Who needs a big line when you can just unload a spare Dutch Master?
Ok, let's do some butt bunker bingo!
(I have no idea what that means.)
So one of the Fowler Whites represented somebody in a maritime case, Judge Graham entered some orders, they were affirmed on appeal, then the Judge apparently changed his mind and the client somehow got damaged.
In a hold-your-noser, Chief Judge Wells says blame the judge, not your law firm:
In the instant matter, Hanson lost in federal court on remand not because of any tactical decisions on his lawyer’s part, but because the District Court inexplicably refused to rely upon a prior ruling on an issue that had been raised by the parties, tried by consent at a bench trial, and left untouched by the appellate court. Thus, in this case, no tactical decision and therefore no judgmental immunity are involved.
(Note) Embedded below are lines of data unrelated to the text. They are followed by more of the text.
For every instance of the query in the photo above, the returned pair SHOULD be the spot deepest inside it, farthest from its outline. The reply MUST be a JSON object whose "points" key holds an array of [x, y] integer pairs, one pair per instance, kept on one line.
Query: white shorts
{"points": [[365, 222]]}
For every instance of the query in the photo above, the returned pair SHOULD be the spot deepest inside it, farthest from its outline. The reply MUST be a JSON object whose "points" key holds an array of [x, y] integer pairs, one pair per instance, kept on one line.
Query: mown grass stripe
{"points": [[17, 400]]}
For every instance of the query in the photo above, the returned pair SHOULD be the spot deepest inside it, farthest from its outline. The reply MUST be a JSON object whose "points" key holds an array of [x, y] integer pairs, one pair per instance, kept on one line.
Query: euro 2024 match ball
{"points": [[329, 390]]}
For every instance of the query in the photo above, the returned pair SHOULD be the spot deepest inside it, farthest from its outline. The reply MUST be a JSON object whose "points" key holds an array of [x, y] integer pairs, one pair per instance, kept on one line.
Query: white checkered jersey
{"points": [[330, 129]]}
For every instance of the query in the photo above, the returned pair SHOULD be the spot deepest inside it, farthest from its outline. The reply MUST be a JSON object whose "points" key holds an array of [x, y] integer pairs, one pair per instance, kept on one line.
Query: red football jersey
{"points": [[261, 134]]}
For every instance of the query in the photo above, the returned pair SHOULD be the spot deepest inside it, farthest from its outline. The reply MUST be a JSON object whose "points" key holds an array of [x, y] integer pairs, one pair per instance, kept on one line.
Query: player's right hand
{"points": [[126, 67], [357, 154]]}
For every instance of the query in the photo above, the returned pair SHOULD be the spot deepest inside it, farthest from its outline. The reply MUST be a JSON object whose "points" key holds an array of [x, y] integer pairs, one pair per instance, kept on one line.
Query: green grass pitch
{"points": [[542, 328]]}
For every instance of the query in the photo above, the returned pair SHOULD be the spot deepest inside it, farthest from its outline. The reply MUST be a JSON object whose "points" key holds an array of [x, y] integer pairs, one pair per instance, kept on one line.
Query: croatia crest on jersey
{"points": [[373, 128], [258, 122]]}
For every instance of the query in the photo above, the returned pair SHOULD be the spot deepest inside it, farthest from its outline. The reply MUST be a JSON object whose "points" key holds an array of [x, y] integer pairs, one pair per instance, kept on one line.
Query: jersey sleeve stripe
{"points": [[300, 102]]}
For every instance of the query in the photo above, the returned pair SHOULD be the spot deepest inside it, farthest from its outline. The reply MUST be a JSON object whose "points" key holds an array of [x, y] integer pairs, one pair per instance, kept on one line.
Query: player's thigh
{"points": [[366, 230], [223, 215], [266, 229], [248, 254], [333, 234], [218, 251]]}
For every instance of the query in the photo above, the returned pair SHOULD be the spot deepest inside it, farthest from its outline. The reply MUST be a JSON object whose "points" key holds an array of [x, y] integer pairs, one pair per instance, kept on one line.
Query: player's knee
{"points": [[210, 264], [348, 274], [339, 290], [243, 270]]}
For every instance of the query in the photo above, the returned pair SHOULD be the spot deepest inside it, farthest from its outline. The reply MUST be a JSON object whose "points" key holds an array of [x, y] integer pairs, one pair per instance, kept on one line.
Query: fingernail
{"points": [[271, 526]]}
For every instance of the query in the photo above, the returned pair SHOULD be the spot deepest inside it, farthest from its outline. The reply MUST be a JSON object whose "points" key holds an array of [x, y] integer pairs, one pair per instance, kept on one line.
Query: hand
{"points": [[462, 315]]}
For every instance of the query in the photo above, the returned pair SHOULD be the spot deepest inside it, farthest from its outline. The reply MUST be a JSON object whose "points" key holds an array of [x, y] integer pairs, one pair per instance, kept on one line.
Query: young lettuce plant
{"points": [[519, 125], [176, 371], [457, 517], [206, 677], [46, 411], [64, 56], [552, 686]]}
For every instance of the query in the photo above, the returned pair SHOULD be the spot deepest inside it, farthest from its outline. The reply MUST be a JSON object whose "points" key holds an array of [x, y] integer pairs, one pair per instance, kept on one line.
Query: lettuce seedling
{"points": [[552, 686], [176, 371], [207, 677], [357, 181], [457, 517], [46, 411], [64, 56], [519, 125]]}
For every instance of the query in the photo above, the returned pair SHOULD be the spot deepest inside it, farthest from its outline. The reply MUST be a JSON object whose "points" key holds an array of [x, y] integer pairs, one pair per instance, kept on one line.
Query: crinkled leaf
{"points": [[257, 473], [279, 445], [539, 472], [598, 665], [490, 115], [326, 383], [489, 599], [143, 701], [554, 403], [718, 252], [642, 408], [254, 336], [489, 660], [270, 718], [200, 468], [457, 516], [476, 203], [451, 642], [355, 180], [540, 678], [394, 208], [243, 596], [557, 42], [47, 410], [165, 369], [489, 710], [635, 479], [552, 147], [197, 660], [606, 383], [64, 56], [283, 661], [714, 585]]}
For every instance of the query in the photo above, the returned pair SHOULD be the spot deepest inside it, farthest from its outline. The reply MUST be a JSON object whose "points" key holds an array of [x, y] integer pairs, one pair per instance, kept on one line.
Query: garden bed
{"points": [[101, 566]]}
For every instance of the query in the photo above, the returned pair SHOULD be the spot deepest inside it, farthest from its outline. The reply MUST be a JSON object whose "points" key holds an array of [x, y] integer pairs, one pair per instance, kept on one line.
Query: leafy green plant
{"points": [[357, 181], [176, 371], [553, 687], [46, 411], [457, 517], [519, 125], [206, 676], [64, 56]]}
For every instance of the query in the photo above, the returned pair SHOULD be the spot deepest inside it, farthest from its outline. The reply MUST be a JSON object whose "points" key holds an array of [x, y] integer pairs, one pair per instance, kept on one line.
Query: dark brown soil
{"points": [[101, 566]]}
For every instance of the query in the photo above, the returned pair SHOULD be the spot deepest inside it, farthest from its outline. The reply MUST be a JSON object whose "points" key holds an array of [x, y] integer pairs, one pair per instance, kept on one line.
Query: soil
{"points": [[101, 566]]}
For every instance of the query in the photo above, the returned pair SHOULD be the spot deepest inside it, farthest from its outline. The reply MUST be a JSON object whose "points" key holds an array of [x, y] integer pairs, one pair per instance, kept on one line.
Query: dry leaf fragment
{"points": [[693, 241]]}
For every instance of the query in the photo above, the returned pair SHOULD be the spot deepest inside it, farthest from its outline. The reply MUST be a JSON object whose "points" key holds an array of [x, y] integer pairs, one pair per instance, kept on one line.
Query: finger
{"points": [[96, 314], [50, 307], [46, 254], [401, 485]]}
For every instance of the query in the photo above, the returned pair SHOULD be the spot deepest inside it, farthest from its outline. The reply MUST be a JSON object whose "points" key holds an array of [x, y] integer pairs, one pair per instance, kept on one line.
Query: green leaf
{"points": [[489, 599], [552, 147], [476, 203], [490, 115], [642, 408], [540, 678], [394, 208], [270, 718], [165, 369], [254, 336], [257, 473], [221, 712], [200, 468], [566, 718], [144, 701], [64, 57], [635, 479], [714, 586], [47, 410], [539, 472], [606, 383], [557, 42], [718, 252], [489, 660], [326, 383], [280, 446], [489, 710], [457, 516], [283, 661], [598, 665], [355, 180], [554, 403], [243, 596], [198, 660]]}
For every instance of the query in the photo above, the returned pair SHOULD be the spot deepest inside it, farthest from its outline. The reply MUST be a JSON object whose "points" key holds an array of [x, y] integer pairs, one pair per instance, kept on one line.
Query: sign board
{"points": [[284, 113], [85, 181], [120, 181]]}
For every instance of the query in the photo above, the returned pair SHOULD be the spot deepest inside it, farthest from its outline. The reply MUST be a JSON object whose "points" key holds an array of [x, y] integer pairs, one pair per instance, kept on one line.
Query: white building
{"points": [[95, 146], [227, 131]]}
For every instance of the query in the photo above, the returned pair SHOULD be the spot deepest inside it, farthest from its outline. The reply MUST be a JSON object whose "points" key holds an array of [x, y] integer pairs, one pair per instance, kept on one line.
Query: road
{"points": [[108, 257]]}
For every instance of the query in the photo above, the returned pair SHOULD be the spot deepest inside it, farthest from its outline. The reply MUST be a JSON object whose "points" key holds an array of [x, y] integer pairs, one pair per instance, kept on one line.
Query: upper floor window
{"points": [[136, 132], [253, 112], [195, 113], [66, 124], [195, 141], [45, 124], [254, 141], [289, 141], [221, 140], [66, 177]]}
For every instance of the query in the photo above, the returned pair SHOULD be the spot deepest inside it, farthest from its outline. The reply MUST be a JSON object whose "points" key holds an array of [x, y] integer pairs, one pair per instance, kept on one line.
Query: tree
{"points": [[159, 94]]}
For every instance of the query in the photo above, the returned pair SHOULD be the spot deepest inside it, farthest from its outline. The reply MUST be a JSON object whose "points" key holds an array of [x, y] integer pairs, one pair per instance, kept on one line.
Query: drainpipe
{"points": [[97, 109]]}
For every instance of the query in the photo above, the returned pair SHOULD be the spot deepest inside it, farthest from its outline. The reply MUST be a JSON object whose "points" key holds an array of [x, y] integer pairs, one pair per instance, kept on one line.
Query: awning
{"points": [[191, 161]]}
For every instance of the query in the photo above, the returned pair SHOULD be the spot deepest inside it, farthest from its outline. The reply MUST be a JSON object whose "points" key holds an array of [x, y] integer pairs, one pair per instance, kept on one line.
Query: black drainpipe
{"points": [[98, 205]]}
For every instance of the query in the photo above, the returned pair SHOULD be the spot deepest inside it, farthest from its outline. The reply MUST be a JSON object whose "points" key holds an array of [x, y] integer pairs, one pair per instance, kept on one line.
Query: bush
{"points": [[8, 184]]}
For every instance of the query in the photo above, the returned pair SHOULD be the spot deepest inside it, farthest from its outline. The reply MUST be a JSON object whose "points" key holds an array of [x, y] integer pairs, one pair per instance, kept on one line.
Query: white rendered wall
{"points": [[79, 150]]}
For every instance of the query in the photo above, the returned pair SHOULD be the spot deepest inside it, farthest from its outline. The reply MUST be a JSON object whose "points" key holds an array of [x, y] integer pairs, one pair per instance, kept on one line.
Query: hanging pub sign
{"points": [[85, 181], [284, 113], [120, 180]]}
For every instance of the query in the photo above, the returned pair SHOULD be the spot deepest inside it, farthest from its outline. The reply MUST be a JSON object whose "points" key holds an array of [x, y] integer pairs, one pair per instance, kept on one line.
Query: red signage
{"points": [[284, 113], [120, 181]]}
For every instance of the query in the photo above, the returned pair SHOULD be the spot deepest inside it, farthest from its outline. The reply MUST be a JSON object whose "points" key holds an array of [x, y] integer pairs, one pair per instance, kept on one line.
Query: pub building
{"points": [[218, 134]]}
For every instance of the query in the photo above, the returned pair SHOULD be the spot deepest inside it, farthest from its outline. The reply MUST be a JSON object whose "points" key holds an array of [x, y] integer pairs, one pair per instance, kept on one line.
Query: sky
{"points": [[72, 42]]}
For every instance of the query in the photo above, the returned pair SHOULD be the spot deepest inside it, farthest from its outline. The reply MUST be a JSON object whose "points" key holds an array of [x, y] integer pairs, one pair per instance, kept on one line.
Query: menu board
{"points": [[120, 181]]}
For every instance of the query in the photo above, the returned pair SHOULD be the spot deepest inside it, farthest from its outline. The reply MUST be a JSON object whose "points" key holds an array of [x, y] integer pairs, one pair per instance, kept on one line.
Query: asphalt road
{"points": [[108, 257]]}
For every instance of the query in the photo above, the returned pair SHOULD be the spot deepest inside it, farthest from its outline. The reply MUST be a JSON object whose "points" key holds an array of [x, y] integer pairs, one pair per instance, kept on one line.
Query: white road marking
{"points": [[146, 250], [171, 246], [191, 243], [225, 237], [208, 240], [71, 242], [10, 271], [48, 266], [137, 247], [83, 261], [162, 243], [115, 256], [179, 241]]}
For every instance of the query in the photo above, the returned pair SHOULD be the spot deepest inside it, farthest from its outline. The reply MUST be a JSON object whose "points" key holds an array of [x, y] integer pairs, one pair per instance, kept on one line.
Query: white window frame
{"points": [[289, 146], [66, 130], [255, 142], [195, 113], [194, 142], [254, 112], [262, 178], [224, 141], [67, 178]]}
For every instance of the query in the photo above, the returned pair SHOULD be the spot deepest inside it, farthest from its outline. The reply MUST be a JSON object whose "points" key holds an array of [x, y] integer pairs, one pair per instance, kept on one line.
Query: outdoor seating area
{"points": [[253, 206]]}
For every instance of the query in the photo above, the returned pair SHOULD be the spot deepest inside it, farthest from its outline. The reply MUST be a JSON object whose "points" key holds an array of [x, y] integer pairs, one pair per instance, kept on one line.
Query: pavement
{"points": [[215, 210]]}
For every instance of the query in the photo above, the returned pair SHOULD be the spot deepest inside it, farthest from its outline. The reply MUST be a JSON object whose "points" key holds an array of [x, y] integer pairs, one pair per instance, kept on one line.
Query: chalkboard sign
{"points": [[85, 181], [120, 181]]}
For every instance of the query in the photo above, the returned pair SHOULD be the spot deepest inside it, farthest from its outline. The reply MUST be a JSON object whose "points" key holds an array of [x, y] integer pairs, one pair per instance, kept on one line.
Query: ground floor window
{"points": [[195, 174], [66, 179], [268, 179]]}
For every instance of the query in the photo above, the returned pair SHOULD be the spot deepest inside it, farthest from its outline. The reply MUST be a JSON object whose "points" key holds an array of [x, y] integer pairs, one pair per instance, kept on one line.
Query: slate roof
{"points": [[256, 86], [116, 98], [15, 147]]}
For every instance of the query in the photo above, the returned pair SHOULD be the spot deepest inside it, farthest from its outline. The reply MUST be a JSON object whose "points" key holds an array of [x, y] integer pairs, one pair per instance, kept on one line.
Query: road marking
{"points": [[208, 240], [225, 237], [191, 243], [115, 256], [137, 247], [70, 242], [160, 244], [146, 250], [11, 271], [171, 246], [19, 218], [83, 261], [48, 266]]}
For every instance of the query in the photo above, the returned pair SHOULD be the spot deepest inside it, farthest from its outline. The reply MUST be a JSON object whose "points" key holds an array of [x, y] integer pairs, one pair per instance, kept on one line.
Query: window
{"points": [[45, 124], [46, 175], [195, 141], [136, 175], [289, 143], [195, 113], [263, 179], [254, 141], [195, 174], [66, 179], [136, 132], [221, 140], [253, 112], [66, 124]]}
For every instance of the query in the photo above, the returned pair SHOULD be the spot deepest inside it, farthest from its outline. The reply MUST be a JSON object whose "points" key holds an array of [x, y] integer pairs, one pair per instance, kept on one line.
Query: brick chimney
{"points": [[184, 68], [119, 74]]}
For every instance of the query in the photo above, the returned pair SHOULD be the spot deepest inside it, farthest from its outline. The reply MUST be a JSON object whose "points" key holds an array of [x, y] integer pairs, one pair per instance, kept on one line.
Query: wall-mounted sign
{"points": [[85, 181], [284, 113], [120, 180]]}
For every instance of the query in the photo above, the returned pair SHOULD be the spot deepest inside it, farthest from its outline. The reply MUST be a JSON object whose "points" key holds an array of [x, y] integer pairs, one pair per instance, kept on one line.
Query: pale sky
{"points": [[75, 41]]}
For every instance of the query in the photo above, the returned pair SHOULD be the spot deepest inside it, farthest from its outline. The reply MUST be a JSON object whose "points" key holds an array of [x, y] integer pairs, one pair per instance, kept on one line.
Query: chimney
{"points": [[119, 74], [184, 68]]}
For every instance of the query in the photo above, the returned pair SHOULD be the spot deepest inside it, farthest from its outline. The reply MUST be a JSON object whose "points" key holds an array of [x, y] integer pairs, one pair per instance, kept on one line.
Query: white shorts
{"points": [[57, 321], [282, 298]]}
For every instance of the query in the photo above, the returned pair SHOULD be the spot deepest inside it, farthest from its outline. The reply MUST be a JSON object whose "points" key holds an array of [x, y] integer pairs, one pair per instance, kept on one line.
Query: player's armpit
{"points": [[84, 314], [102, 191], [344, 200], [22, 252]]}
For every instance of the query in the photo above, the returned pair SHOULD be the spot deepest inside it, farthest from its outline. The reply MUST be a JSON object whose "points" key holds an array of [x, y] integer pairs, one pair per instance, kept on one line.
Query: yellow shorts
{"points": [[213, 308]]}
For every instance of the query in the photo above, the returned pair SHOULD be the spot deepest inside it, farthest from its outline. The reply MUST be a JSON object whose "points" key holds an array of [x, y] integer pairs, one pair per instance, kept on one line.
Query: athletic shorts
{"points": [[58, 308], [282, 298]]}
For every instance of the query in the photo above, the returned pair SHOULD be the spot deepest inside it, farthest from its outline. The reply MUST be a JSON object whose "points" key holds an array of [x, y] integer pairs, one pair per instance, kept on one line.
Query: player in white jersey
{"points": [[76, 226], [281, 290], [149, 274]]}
That being said, we nonetheless find that the lawyer and his firm are entitled to a judgment in their favor as a matter of law.But Judge Schwartz in dissent says an inexplicable legal ruling is not an intervening cause for a malpractice case:
In this case, in which, depending on how one likes to put it, the ultimate catastrophe has occurred or the worst case scenario has played itself out in the loss of an otherwise meritorious and valuable position, presents an a fortiori situation. For these reasons, I believe that the wrong party won this case.(I admit I don't understand that sentence but I think it means the negligence claim should proceed.)